How To Analyze Data Using Pyspark RDD
In this article, I will go over rdd basics. I will use an example to go through pyspark rdd.
Before we delve in to our rdd example. Make sure you have following libraries installed.
Spark - Checkout how to install Spark
Pyspark - Check out how to install pyspark in Python 3
Now lets import the necessary library packages to initialize our SparkSession.
from pyspark.context import SparkContext, SparkConf
from pyspark.sql.context import SQLContext
from pyspark.sql.session import SparkSession
sc = SparkContext()
sqlContext = SQLContext(sc)
spark = SparkSession(sc)
For this example, I will using a College.csv. Please checkout the following url for detail about the data.
!wget http://faculty.marshall.usc.edu/gareth-james/ISL/College.csv
ls College.csv
How to use parallization in Pyspark rdd
Spark's real power can be leveraged, when we use its paralleliztion feature. My machine has 4 cores. Therefore I can ask Spark to use these 4 cores while performing the data operations. Easiest way to do that is specifying core option while building the sparkcontext using SparkConf.
conf = SparkConf().setAppName("rdd basic").setMaster("local[4]")
Above conf variables contains the setting which we can pass to the Sparkcontext.
sc = SparkContext(conf=conf)
You will run in to following error, because there is already spark context running.
ValueError: Cannot run multiple SparkContexts at once; existing SparkContext
There we will have to stop the running context first before we initialize again with the new config settings. Lets do that.
spark.stop()
Lets run the following code to start our sparksession.
sc = SparkContext(conf=conf)
sqlContext = SQLContext(sc)
spark = SparkSession(sc)
Read csv file Pyspark
Lets read our csv file using pyspark sqlContext.
df = sqlContext.read.csv('College.csv',header=True)
df is a pyspark dataframe similar in nature to Pandas dataframe. Lets check the datatype using type(df)
type(df)
To see the first row, we can use df.first()
df.first()
If you want to see more than one row, use df.show(n) method whereas n is number of records or rows to print.
df.show(2)
What is pyspark rdd
Ok. Now lets talk about rdd. rdd is a resilient distributed data set which is distributed across the nodes of clusters. Data Operations in rdd are done in memory because of which parallel data operations work very efficiently.
Convert Dataframe to rdd
Lets convert our dataframe to rdd first using df.rdd command.
df_rdd = df.rdd
Lets check the data type again to see it is rdd now.
type(df_rdd)
Every row in rdd is consist of key, value pairs.
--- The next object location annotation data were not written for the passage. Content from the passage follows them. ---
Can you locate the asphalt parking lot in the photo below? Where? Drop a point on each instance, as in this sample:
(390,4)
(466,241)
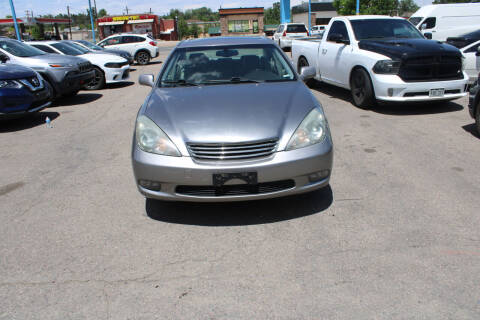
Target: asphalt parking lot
(396,236)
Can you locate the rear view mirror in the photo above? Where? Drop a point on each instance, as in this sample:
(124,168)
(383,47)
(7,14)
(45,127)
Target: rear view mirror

Lets count the number of records or rows in our rdd.
df_rdd.count()
Let us print our first row from the rdd using df_rdd.take(1)
df_rdd.take(1)
Operations in pyspark are lazy operations. Meaning until or unless we ask it to compute, it doesnt evaluate the operations on the data. Let me explain through an example.
rdd map function in Pyspark
Lets us print the value of field Apps from the first row in our data. For that we will have to use rdd.map command. rdd.map is like a python lambda function.
print(df_rdd.map(lambda x: x.Apps))
As we see above, printing the above command didnt show the value because the command is not executed yet. To execute, we will have to use the collect() method.
results = df_rdd.map(lambda x: x.Apps).collect()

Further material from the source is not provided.